Наконец-то она поняла, какую мысль подбросило ему Оно… да только какая-то ее часть знала, что мысль эта давно поселилась у него в голове, и Оно только воспользовалось тем, что лежало под ногами, ожидая, когда поднимут.
– Нет, папочка. Нет, папочка…
– Я видел, как ты курила! – проревел он. На этот раз он ударил ладонью так сильно, что она отлетела к кухонному столу, на который и улеглась спиной. Поясницу пронзила дикая боль. Солонка и перечница полетели на пол. Перечница разбилась. Черные цветы расцвели и исчезли у нее перед глазами. Звуки стали слишком громкими. Она увидела его лицо. Что-то в его лице. Он смотрел на ее грудь. И внезапно она поняла, что блузка вылезла из джинсов, что несколько пуговичек расстегнулись и что бюстгальтера на ней нет… пока у нее был только один бюстгальтер, «пробный». Мыслями она перенеслась в дом на Нейболт-стрит, где Билл отдал ей свою футболку. Она знала, как выпирают ее груди под тонкой хлопчатобумажной тканью, но брошенные вскользь взгляды мальчишек ее не смущали; они казались совершенно естественными. А взгляд Билла – более чем естественным, теплым и желанным. Пусть даже и опасным.
Теперь же она ощущала вину, смешанную с ужасом. Так ли не прав ее отец? Разве не приходили к ней
(ты была их потаскушкой)
такие мысли? Дурные мысли? Те самые, о которых он говорил?
«Это не то же самое! Это не то же самое, как и
(ты была их потаскушкой)
взгляд, которым он сейчас смотрит на меня! Не то же самое!»
Она заправила блузку в джинсы.
– Бевви?
– Папочка, мы просто играли, вот и все. Мы играли… Мы… не делали ничего такого… ничего плохого. Мы…

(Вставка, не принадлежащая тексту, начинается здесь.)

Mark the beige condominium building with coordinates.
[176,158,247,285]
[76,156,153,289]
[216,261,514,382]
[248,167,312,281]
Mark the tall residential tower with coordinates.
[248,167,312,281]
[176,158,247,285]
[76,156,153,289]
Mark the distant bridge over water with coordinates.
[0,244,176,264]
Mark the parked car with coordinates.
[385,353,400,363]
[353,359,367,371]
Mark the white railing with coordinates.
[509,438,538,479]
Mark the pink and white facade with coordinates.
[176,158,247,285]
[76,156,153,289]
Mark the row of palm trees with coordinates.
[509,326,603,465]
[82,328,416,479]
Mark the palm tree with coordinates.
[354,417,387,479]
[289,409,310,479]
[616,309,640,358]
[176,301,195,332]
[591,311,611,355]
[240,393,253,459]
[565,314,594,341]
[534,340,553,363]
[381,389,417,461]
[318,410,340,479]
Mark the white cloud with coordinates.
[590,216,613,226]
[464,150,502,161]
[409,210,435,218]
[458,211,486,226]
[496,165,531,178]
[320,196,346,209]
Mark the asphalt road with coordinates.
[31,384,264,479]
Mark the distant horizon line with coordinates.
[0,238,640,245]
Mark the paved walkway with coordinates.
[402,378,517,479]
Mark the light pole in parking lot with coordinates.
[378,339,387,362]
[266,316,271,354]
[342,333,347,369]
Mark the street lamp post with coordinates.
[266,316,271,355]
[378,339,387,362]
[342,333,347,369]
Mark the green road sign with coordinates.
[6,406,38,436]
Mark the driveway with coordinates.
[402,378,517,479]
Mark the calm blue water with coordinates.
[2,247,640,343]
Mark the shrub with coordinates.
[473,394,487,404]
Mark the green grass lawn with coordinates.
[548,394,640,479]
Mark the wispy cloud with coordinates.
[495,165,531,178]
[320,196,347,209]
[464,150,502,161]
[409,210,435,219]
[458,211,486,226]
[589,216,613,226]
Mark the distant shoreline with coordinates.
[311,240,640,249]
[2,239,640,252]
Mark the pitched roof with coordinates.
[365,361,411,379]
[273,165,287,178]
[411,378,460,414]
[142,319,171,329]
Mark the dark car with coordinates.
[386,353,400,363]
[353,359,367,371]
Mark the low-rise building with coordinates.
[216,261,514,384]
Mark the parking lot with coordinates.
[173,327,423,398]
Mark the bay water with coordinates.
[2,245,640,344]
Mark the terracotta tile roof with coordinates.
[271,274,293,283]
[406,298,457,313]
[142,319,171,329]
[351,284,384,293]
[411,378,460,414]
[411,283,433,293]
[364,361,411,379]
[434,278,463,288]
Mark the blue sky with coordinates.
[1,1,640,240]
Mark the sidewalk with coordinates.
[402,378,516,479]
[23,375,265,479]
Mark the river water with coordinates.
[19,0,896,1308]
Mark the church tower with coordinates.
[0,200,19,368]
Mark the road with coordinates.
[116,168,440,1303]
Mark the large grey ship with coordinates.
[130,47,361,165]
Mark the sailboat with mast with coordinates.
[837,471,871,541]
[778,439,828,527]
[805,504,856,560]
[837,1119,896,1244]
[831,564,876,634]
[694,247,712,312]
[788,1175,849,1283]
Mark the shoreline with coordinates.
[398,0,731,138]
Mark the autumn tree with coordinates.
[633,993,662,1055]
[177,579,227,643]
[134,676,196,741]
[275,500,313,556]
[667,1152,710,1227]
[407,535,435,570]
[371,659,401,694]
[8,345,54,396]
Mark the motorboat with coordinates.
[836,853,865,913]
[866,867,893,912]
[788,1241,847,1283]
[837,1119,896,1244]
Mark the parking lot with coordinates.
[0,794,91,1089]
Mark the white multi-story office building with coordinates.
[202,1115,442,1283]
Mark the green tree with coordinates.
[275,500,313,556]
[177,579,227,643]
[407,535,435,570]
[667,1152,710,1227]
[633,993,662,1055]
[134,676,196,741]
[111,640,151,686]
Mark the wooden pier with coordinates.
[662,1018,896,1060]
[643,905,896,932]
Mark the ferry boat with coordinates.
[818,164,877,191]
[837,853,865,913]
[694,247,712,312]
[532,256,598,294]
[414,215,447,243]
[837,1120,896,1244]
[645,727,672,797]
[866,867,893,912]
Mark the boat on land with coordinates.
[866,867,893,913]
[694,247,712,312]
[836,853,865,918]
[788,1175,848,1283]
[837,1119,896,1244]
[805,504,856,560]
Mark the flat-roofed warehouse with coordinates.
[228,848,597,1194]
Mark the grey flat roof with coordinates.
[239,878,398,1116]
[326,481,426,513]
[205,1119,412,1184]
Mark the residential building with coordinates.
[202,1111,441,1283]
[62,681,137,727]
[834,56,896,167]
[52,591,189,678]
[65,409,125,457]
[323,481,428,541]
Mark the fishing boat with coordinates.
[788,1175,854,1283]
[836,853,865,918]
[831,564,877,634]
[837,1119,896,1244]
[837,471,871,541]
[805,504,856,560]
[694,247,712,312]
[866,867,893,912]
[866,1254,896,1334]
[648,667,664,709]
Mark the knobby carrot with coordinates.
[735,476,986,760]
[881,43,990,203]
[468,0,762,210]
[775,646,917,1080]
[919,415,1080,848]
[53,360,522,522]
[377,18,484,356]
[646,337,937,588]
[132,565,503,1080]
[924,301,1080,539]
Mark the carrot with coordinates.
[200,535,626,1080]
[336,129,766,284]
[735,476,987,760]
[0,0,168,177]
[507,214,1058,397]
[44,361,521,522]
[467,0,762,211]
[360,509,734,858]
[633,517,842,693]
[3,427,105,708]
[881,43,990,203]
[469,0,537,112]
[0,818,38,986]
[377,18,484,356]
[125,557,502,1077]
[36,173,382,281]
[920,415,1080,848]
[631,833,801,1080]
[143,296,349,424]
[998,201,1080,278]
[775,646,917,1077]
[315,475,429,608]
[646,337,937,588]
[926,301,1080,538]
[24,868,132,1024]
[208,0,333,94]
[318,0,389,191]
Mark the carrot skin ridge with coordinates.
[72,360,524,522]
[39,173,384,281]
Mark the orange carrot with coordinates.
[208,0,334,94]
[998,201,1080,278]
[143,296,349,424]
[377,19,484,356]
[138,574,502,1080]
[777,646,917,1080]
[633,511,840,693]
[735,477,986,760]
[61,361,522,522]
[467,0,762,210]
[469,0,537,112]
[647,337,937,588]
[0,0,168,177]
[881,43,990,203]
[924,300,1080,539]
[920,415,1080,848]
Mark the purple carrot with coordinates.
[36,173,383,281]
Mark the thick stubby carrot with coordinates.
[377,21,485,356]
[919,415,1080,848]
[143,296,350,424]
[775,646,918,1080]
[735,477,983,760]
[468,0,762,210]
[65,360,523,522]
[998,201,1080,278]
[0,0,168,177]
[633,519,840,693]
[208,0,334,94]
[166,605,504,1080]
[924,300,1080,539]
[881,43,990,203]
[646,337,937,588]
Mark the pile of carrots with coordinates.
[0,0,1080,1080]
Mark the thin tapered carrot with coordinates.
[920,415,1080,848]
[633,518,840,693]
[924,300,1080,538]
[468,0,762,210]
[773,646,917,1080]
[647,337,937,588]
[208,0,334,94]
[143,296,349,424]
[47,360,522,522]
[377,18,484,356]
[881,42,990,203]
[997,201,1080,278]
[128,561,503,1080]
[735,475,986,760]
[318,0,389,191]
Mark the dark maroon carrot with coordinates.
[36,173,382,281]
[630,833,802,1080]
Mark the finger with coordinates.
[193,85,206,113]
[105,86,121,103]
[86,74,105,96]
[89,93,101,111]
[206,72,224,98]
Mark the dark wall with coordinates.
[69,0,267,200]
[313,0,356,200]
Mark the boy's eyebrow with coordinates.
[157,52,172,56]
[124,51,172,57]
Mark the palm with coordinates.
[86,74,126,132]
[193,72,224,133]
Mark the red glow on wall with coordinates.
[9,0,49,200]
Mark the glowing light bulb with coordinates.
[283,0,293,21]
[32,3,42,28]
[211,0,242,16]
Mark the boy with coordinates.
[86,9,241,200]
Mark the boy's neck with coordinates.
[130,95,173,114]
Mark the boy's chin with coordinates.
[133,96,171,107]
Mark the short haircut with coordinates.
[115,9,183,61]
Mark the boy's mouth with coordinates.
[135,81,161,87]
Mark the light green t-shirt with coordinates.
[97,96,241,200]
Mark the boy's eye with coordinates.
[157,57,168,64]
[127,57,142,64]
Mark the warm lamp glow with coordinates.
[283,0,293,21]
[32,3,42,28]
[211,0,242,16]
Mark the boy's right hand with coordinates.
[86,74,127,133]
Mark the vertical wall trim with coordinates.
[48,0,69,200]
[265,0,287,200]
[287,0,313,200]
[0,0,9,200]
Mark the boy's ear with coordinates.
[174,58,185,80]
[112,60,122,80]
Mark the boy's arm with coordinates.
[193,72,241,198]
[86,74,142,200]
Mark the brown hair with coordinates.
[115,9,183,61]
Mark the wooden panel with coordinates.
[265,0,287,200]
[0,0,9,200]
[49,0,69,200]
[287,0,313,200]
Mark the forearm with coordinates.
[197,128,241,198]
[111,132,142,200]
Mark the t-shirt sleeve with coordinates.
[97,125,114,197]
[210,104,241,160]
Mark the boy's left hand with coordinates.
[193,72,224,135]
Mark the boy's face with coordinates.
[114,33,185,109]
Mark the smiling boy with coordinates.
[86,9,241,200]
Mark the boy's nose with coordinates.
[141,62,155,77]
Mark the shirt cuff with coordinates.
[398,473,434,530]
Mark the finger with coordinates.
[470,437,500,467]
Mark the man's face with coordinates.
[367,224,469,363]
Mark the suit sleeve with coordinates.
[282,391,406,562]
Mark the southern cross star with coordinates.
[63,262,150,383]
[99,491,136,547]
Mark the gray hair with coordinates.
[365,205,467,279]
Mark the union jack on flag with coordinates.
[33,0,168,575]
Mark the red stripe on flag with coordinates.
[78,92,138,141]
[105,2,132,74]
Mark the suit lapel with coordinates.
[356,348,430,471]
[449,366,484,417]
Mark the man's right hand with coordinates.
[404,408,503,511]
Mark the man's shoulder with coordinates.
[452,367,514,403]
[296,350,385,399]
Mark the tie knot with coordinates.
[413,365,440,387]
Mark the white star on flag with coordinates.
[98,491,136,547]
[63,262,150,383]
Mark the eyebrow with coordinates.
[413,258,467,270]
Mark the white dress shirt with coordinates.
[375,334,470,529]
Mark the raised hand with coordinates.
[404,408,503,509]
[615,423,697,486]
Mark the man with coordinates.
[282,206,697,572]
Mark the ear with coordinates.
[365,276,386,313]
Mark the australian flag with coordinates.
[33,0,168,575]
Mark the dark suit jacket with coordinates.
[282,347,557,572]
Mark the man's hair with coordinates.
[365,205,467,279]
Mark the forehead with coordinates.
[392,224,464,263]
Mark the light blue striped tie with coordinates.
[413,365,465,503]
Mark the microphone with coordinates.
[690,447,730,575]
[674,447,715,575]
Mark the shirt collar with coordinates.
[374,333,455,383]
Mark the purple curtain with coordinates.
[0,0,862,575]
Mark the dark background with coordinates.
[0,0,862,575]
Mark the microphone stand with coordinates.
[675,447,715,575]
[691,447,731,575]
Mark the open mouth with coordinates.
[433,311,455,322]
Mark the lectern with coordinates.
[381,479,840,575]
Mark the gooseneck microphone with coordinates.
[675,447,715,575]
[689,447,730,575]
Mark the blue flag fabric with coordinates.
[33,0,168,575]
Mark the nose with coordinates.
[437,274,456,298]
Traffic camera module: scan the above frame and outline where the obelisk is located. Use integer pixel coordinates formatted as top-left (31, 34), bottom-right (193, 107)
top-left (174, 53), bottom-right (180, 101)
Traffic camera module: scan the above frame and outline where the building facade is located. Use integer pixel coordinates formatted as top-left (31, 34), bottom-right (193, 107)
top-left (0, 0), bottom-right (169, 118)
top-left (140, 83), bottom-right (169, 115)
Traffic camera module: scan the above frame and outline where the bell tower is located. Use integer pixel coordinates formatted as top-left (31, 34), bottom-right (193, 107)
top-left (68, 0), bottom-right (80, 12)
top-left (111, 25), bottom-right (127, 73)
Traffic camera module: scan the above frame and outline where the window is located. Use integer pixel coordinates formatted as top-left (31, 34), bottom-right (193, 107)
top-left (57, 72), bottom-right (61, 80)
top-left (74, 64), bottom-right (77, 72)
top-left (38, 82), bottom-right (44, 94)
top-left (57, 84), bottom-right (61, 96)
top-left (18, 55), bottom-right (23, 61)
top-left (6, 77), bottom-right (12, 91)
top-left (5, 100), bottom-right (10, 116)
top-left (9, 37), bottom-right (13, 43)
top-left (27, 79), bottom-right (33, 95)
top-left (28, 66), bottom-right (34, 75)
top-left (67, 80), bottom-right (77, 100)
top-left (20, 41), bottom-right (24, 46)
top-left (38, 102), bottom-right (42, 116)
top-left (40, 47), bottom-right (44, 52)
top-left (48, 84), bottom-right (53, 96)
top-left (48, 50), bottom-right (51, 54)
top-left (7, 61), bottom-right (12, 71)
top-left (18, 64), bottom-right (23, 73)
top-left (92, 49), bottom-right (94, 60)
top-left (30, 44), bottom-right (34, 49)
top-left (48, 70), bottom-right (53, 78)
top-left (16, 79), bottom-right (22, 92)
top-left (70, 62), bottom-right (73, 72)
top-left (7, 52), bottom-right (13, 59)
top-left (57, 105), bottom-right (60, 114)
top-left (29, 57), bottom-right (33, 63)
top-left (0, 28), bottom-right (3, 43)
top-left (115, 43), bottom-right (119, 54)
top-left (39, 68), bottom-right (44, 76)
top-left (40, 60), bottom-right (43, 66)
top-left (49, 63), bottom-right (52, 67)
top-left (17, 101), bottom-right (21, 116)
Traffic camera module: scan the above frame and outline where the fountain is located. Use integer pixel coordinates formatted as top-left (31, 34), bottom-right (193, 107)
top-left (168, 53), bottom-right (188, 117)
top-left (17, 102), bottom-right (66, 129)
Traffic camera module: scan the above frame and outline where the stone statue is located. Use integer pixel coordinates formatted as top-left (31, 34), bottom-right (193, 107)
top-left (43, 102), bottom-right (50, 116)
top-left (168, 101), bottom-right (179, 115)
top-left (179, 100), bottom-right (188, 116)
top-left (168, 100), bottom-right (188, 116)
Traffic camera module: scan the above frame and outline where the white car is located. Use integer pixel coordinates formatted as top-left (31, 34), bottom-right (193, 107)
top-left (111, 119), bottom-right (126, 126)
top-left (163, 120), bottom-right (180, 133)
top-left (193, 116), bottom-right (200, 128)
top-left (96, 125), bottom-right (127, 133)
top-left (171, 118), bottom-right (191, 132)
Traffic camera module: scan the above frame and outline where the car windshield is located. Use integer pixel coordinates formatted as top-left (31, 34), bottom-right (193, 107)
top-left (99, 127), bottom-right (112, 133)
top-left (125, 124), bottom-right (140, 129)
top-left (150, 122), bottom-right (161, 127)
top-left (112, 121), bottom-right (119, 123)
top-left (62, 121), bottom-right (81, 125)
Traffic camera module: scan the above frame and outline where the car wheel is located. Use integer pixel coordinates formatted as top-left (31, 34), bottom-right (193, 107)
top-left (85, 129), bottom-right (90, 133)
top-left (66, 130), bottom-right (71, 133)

– Я видел, как ты курила, – повторил он, шагнув к ней. Его взгляд скользнул по груди и узким, еще не округлившимся бедрам. Он заговорил нараспев, высоким голосом школьника, который напугал ее еще больше: – Девочка, которая жует жвачку, будет курить! Девочка, которая курит, будет пить! И девочка, которая пьет, все знают, что будет делать такая девочка!